Après l’étude danoise au PEI, une avocate, le Dr Franziska Meyer-Hesselbarth, a exigé la publication de tous les rapports de décès survenus après une vaccination contre la Covid-19. Elle a de plus explicitement demandé les numéros de lots respectifs.
Dr Franziska Meyer-Hesselbarth a reçu une réponse de l’IPE indiquant que les lots de vaccins potentiellement mortels étaient inconnus et que, souvent, aucun numéro de lot n’était indiqué, alors que la réglementation stipule que les médecins et les personnes concernées doivent fournir ces numéros.
Le 18 août 2023, l’IPE a déclaré qu’elle n’avait trouvé aucune accumulation de rapports de cas suspects d’effets secondaires de vaccins après la vaccination BioNTech, liée à un lot, dans une évaluation de l’étude interne « SafeVac 2.0 ». Toutefois, l’« étude SafeVac 2.0 » interne de la PEI aurait enregistré les lots de vaccins.

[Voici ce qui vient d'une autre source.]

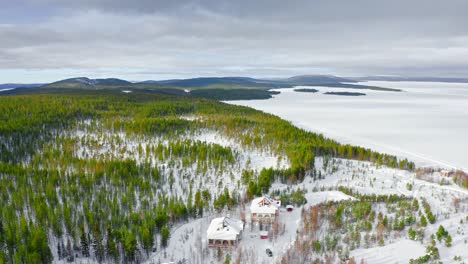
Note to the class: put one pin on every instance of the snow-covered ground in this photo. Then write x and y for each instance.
(399, 252)
(425, 123)
(189, 240)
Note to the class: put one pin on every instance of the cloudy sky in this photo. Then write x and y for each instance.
(46, 40)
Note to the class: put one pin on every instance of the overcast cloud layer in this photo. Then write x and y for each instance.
(46, 40)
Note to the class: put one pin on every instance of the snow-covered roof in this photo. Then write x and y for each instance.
(224, 228)
(264, 205)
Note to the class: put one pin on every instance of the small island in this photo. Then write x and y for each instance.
(306, 90)
(345, 93)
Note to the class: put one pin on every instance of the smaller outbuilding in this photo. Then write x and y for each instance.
(224, 232)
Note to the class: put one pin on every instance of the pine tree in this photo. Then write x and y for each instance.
(84, 244)
(164, 236)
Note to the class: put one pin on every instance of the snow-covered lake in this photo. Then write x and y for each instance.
(427, 123)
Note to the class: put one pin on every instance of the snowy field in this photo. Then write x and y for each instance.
(188, 243)
(425, 123)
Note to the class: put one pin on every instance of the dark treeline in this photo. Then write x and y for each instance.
(117, 209)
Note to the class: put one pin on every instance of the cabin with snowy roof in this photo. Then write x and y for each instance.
(264, 209)
(224, 232)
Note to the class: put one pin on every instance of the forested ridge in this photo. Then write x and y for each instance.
(106, 175)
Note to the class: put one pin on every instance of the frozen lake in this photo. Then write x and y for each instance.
(427, 123)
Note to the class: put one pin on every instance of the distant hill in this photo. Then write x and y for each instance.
(210, 81)
(317, 79)
(219, 88)
(84, 82)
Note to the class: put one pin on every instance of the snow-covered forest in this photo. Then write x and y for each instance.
(131, 178)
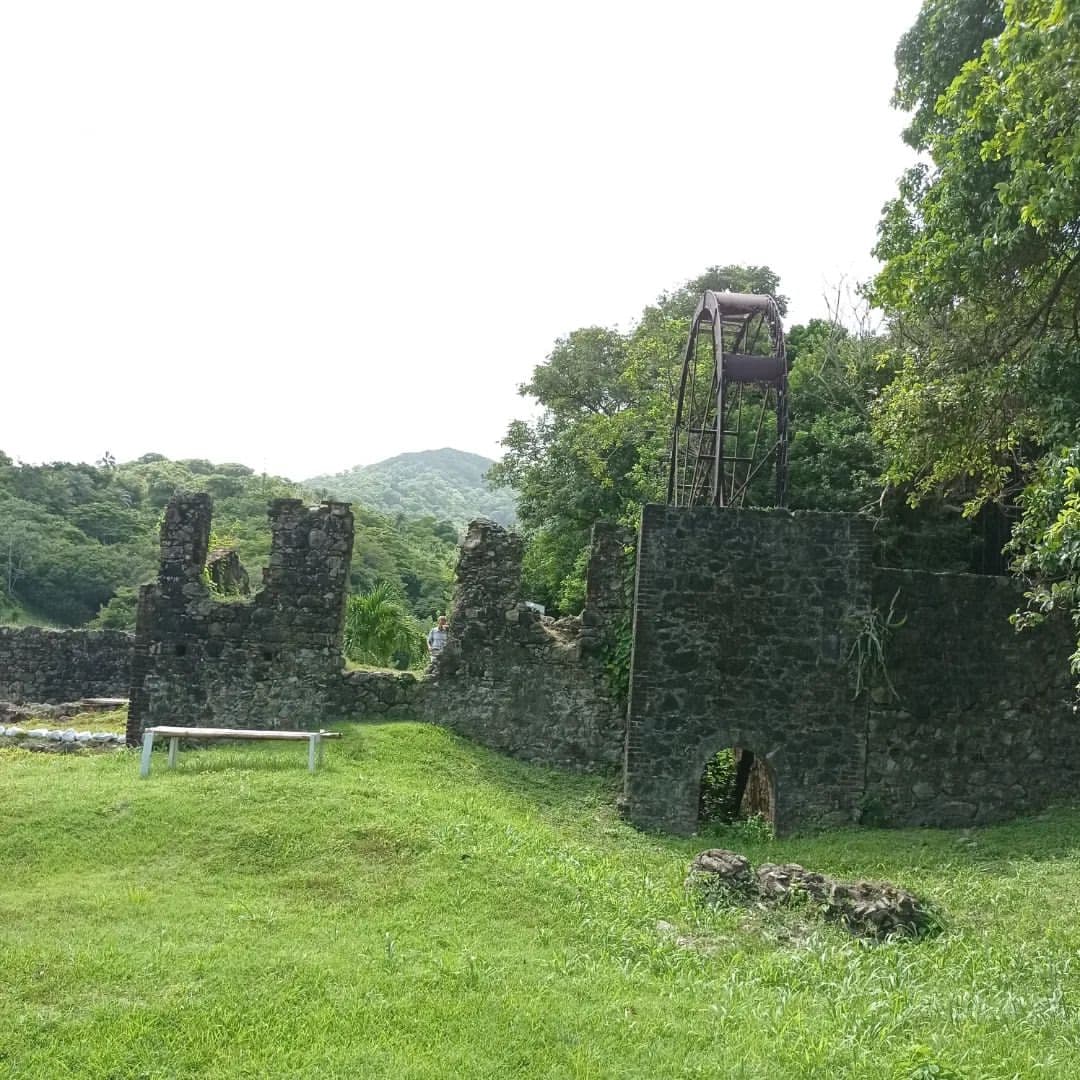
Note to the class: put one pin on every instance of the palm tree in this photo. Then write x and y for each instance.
(378, 629)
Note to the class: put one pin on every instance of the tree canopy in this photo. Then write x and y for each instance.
(981, 277)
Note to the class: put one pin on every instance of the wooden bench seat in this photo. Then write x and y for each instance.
(314, 740)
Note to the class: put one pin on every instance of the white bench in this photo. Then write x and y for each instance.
(314, 740)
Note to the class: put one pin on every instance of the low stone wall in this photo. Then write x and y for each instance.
(975, 723)
(381, 694)
(63, 740)
(51, 665)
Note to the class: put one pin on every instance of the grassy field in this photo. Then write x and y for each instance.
(424, 908)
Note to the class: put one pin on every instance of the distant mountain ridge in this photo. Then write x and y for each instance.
(445, 484)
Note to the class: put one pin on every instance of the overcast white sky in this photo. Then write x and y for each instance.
(310, 235)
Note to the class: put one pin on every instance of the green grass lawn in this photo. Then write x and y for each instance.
(422, 907)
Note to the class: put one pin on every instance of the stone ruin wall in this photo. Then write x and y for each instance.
(509, 678)
(979, 723)
(270, 662)
(746, 626)
(741, 639)
(523, 684)
(744, 629)
(54, 665)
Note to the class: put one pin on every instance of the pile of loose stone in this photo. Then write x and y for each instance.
(873, 909)
(52, 738)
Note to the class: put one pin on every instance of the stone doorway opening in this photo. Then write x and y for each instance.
(737, 784)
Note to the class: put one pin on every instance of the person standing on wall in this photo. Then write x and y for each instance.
(436, 637)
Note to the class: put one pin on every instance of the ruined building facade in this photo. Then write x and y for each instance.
(867, 694)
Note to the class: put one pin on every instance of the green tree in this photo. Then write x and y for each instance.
(379, 630)
(982, 277)
(598, 449)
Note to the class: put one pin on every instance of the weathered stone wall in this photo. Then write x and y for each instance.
(746, 632)
(524, 684)
(273, 661)
(52, 665)
(741, 638)
(979, 724)
(383, 694)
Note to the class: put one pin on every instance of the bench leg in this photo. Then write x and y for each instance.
(144, 766)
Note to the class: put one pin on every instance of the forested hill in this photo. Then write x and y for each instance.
(445, 484)
(76, 539)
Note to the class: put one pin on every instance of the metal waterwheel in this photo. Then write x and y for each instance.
(731, 419)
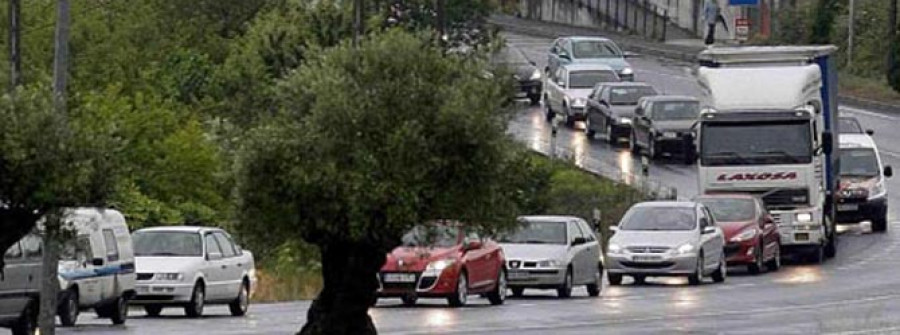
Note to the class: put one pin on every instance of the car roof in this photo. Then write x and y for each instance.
(856, 141)
(588, 67)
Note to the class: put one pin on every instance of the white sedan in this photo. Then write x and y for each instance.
(190, 267)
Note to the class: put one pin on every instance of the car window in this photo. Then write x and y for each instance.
(32, 246)
(225, 243)
(212, 246)
(13, 253)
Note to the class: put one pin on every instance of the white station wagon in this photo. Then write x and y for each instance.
(190, 267)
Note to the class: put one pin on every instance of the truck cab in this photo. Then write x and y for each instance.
(768, 131)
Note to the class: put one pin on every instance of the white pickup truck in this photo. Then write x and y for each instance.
(190, 267)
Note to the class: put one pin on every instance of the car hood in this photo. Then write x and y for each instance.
(416, 258)
(674, 125)
(617, 64)
(671, 239)
(166, 264)
(533, 252)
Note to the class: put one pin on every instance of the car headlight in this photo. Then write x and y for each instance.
(440, 265)
(168, 276)
(549, 263)
(804, 217)
(745, 235)
(877, 191)
(684, 249)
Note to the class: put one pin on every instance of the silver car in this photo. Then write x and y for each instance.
(553, 252)
(667, 239)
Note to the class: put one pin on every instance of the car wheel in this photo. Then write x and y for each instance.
(27, 323)
(194, 309)
(153, 310)
(615, 279)
(697, 277)
(721, 273)
(565, 290)
(119, 311)
(241, 304)
(498, 295)
(756, 266)
(68, 308)
(775, 263)
(461, 294)
(595, 287)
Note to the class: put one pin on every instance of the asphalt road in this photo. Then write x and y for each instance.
(855, 293)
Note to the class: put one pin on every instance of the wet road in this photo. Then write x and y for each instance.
(855, 293)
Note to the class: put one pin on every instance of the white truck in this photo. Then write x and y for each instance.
(768, 130)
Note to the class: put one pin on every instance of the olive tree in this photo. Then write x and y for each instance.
(367, 143)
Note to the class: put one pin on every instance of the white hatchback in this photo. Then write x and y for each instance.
(190, 267)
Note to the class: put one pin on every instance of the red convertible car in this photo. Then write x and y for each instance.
(443, 260)
(751, 236)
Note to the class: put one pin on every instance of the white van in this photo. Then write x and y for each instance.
(96, 268)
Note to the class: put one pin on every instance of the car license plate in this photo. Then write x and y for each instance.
(848, 207)
(399, 278)
(646, 258)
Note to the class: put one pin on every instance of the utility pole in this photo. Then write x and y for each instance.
(53, 236)
(15, 58)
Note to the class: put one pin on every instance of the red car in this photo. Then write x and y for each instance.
(751, 236)
(443, 260)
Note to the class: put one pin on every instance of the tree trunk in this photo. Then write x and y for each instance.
(49, 274)
(349, 273)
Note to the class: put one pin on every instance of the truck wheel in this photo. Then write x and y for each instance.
(68, 308)
(241, 304)
(119, 311)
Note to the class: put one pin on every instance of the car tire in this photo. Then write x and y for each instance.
(241, 304)
(153, 310)
(118, 311)
(595, 287)
(498, 295)
(194, 309)
(721, 273)
(565, 290)
(757, 265)
(615, 279)
(68, 308)
(27, 323)
(460, 295)
(697, 277)
(775, 263)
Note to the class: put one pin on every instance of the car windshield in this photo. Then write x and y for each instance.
(595, 49)
(755, 143)
(731, 209)
(849, 125)
(587, 79)
(676, 110)
(859, 162)
(441, 236)
(629, 95)
(659, 218)
(537, 232)
(167, 243)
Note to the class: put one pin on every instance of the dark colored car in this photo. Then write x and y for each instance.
(751, 236)
(663, 126)
(610, 109)
(443, 260)
(528, 78)
(851, 125)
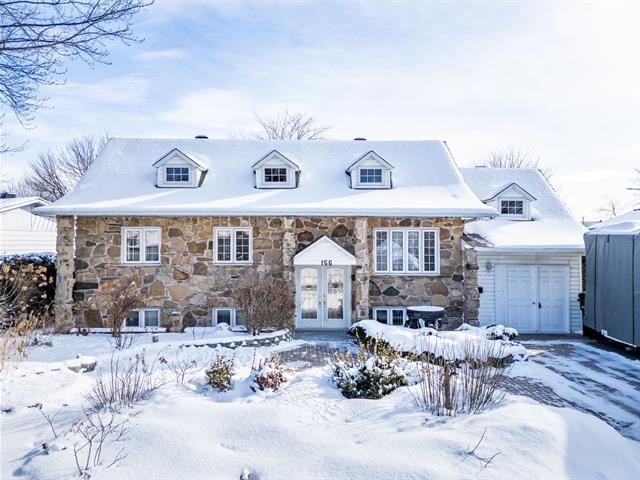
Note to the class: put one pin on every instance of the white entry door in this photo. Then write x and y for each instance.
(532, 298)
(323, 295)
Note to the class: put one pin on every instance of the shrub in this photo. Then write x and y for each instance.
(470, 385)
(266, 304)
(124, 385)
(373, 372)
(269, 374)
(220, 373)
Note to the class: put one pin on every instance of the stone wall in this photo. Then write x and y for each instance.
(186, 284)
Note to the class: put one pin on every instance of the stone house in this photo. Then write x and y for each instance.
(357, 229)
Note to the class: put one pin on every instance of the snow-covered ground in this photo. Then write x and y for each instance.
(307, 429)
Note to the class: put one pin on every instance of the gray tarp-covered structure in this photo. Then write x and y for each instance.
(612, 302)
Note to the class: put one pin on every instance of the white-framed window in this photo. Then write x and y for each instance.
(276, 175)
(232, 245)
(371, 176)
(231, 316)
(144, 317)
(390, 315)
(406, 251)
(512, 207)
(141, 245)
(176, 174)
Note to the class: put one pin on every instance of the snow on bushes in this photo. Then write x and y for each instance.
(450, 345)
(220, 373)
(373, 372)
(268, 375)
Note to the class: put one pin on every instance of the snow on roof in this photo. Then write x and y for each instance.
(552, 226)
(19, 202)
(121, 181)
(627, 223)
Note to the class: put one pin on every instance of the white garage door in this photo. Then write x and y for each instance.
(533, 298)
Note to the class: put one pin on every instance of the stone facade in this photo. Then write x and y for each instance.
(187, 284)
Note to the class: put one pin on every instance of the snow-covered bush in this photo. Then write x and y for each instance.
(124, 385)
(467, 385)
(269, 374)
(373, 372)
(266, 305)
(220, 373)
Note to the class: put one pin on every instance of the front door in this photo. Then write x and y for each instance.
(322, 296)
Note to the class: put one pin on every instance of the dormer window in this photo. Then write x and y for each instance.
(275, 175)
(370, 171)
(512, 207)
(177, 174)
(274, 170)
(371, 176)
(178, 170)
(513, 202)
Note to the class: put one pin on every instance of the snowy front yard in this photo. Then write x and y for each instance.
(306, 429)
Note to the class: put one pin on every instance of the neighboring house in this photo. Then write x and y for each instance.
(530, 256)
(22, 231)
(358, 229)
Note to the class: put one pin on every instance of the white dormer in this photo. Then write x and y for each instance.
(274, 170)
(370, 171)
(178, 170)
(512, 202)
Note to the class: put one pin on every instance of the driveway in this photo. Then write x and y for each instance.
(584, 375)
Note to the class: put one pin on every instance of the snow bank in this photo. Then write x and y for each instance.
(451, 345)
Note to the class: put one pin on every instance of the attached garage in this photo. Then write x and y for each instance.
(529, 256)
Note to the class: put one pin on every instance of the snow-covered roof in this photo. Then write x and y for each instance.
(19, 202)
(627, 223)
(122, 181)
(552, 227)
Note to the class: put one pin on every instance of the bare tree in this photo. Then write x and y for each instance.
(37, 36)
(54, 174)
(289, 126)
(513, 158)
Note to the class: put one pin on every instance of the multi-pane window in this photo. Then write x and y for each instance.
(390, 315)
(370, 175)
(231, 316)
(275, 175)
(148, 317)
(512, 207)
(177, 174)
(233, 245)
(141, 245)
(410, 251)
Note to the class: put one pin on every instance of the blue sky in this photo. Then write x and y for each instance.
(559, 80)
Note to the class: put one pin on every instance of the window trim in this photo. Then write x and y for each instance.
(405, 256)
(232, 260)
(143, 318)
(175, 182)
(123, 248)
(389, 311)
(232, 316)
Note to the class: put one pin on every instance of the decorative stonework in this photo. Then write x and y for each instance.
(186, 284)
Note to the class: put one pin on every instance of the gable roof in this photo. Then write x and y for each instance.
(552, 226)
(288, 161)
(176, 151)
(512, 185)
(121, 181)
(7, 204)
(366, 156)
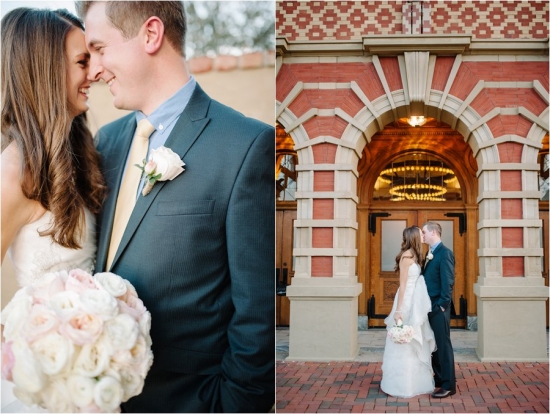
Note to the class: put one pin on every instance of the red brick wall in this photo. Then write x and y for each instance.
(323, 209)
(510, 180)
(511, 208)
(321, 266)
(323, 181)
(322, 237)
(512, 266)
(512, 237)
(348, 20)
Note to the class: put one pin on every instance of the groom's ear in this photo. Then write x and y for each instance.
(154, 34)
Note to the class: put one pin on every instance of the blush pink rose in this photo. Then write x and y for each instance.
(40, 321)
(45, 292)
(82, 327)
(79, 281)
(131, 305)
(8, 360)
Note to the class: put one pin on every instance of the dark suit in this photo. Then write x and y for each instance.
(439, 274)
(200, 252)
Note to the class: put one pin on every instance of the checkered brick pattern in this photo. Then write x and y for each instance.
(491, 19)
(338, 20)
(351, 20)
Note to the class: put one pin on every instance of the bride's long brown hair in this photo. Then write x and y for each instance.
(413, 242)
(60, 165)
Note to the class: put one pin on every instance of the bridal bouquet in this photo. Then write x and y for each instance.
(76, 342)
(401, 334)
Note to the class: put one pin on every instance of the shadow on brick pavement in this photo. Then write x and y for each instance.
(333, 387)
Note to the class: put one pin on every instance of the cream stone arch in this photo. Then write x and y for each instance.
(495, 293)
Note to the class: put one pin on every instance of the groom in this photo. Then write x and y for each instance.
(199, 249)
(439, 274)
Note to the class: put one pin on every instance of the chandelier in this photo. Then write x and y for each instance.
(417, 180)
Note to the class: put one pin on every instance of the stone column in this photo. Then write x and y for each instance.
(510, 290)
(324, 292)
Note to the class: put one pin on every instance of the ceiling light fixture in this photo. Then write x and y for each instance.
(416, 121)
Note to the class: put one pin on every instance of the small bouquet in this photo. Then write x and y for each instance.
(76, 342)
(401, 334)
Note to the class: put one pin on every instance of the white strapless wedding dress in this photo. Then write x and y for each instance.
(32, 256)
(407, 368)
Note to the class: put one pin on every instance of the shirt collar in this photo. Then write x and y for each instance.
(435, 246)
(171, 109)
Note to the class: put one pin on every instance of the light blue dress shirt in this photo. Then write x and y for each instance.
(164, 118)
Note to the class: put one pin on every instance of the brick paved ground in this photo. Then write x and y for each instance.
(503, 387)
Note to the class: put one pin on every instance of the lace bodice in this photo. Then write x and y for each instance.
(33, 255)
(414, 272)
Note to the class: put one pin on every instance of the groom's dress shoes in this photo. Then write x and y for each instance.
(443, 393)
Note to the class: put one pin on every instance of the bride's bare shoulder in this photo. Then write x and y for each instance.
(14, 201)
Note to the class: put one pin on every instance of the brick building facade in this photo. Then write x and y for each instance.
(351, 77)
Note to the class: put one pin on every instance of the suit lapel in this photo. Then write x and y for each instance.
(188, 128)
(426, 263)
(114, 160)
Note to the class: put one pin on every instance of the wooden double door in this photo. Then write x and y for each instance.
(385, 232)
(284, 263)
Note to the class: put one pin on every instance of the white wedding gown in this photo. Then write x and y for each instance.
(406, 368)
(32, 256)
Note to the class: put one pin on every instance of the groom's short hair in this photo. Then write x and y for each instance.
(433, 226)
(128, 16)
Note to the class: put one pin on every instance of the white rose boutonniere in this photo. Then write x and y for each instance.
(429, 257)
(163, 165)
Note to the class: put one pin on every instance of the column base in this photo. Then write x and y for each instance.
(511, 316)
(323, 319)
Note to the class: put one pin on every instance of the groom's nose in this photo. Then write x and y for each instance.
(95, 71)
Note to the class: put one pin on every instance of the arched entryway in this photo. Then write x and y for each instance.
(407, 176)
(286, 177)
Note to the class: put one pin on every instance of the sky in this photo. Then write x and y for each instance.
(6, 6)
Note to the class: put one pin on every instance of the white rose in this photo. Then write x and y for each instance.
(132, 383)
(47, 278)
(25, 397)
(169, 164)
(41, 320)
(121, 359)
(53, 351)
(26, 372)
(145, 327)
(99, 302)
(81, 389)
(65, 303)
(57, 398)
(122, 331)
(130, 289)
(15, 314)
(93, 359)
(146, 363)
(82, 327)
(108, 394)
(111, 283)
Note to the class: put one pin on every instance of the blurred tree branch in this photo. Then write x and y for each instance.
(225, 27)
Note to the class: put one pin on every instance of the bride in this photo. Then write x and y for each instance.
(406, 368)
(51, 183)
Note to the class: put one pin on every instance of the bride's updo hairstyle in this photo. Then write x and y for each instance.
(60, 165)
(413, 242)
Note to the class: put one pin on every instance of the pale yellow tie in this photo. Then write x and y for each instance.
(130, 183)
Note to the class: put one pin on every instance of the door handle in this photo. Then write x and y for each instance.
(281, 284)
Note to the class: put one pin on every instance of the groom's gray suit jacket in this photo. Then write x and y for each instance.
(440, 277)
(200, 252)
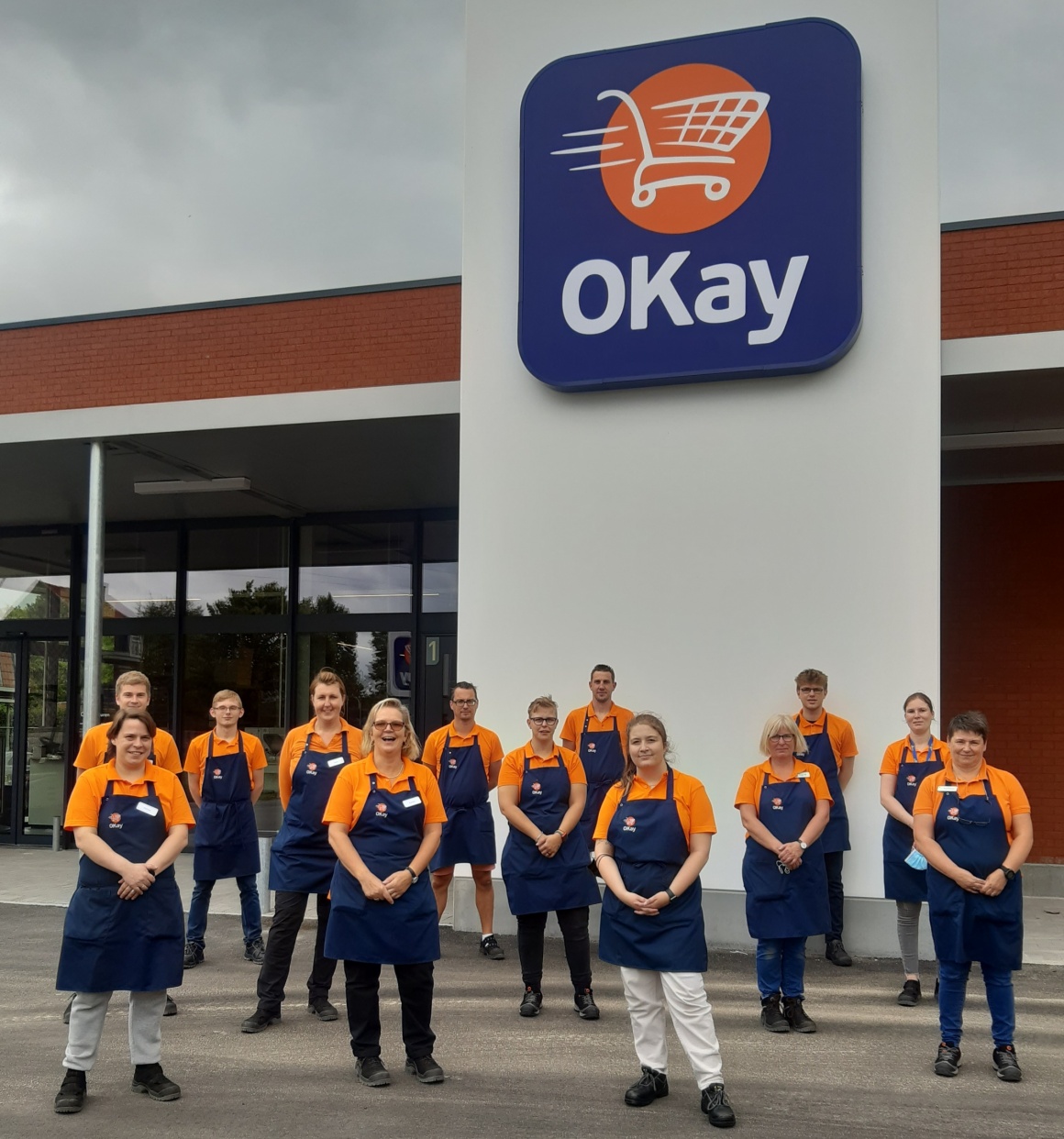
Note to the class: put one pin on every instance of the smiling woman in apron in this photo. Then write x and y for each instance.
(652, 841)
(973, 824)
(301, 859)
(784, 804)
(542, 791)
(385, 817)
(905, 763)
(124, 927)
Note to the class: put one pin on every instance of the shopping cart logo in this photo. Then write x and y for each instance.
(682, 151)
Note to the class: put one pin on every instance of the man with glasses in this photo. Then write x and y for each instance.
(833, 748)
(465, 757)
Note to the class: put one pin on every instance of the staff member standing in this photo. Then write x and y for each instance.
(650, 843)
(833, 748)
(465, 757)
(124, 927)
(784, 804)
(542, 791)
(973, 824)
(226, 771)
(385, 817)
(905, 763)
(302, 861)
(597, 735)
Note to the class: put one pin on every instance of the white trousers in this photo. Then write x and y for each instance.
(648, 993)
(87, 1026)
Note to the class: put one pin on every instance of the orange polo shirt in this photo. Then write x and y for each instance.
(692, 803)
(94, 748)
(83, 809)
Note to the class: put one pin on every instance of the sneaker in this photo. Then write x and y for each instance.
(259, 1021)
(425, 1069)
(948, 1059)
(795, 1015)
(71, 1096)
(321, 1008)
(584, 1005)
(1007, 1065)
(150, 1080)
(371, 1072)
(531, 1002)
(650, 1086)
(910, 994)
(772, 1018)
(715, 1104)
(491, 949)
(837, 952)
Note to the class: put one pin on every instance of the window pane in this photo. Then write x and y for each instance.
(356, 569)
(34, 577)
(243, 570)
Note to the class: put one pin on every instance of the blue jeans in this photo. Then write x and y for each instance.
(952, 985)
(781, 966)
(250, 912)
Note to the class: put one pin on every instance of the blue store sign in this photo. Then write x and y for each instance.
(691, 210)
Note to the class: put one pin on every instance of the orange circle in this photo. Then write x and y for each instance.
(672, 188)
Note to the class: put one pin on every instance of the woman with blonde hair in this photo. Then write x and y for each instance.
(785, 805)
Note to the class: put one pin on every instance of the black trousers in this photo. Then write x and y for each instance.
(578, 946)
(363, 1007)
(833, 866)
(288, 912)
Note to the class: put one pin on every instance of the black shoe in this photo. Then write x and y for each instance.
(150, 1080)
(715, 1104)
(259, 1021)
(584, 1005)
(837, 952)
(491, 949)
(425, 1069)
(371, 1072)
(71, 1096)
(1007, 1065)
(795, 1015)
(910, 994)
(771, 1015)
(948, 1060)
(531, 1002)
(650, 1086)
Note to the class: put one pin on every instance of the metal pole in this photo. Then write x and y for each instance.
(90, 693)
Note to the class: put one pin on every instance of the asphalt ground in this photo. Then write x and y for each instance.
(867, 1072)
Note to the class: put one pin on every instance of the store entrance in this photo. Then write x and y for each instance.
(34, 723)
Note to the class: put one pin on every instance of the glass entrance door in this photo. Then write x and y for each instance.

L’IPE n’a pas voulu fournir une ventilation des rapports sur les effets secondaires de la vaccination avec les lots de vaccins associés, ni une ventilation des effets secondaires en question.
Bien que l’IPE dispose d’une ventilation des décès basés sur des rapports d’activités suspectes, celle-ci se réfère principalement à des groupes d’âge. Dans ce contexte, les numéros de lots ne sont pas collectés et une affectation correspondante est impossible.
Dommages possibles à l’ADN
Un autre problème de sécurité des vaccins concerne l’ADN étranger trouvé à plusieurs reprises dans les lots de Corminaty de Pfizer. Après des enquêtes menées aux États-Unis et en Allemagne, il a été confirmé que certaines préparations d’ARNm seraient contaminées au-delà des valeurs maximales ou limites admissibles.
Les conséquences peuvent être incalculables : L’ADN étranger peut entraîner une production permanente de protéines de pointe et un risque accru de cancer ou de réactions auto-immunes. Il s’avère que l’IPE n’a jamais testé la contamination par du matériel génétique des lots de vaccins à ARNm au cours du processus d’approbation.
Lorsque des scientifiques ont demandé à l’IPE et au ministère fédéral de la santé si l’enquête sur la contamination aurait pu prévenir de nombreux effets secondaires du vaccin, les autorités responsables ont donné des réponses condescendantes ou évasives, voire ont refusé de répondre, a rapporté TheEpoch Times.